The Run to the Rock had a 5k, a 10k, and a half marathon all ending at Plymouth Rock. Coincidentally, the Great Strides walk we used to do ended in this very spot and I reminisced about those days walking all of those miles for a cure. Anyways, after we finished our 6 miles, ate our hotdogs, and got our free power bars, my friend and I stood at the finish line and watched incredibly in shape athletes finish their 13.1 miles. She told me how she wants to do a half marathon. I said “I’m not sure if I could do that.” But I didn’t rule it out completely.

I told myself I would “secretly” train for a half marathon… increasing my distance gradually and if I got there… I got there. If I didn’t, then at least no one would know I even tried.

And then this week, I kicked up the distance a little more. I got up to that 7 mile mark and wasn’t satisfied with staying there. I did the math and figured out how long it would take me to get up to 13.1…. the middle of November.

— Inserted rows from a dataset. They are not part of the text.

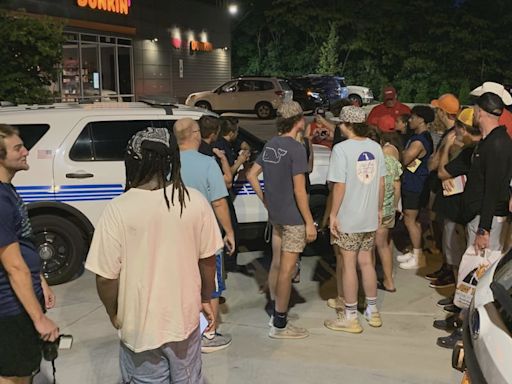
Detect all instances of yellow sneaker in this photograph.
[324,312,363,333]
[364,308,382,328]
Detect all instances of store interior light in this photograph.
[228,4,238,16]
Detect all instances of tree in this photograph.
[0,11,63,103]
[317,23,340,75]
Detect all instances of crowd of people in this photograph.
[0,79,512,383]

Which brings me to today. I watched that documentary and one of the stories almost made me cry. It was Brooks. He talked about how he had had 40% lung function, and decided he needed to start running. Now, he runs ultra-marathons: 100 miles. AMAZING! I thought about my own lung function, I thought about my own running, and I realized… I have to stop being so hesitant to do this. “Secretly” training for a half marathon is just giving myself an excuse to give up when I want to. With CF, there IS no giving up. So, I looked up that Marathon Relay race, found it was exactly the right number of weeks away from now to be ready for it, found a half marathon training plan (suggestions and tips are appreciated!) texted my friend who had run the 10k with me who quickly agreed to split the marathon with me (I’ll do 13.1, she will do the other half!),  and now I’m writing this blog to hold me 100% accountable.

You cannot be afraid to fail. You cannot hide behind excuses. If you want to reach your goals, start now….Here I go.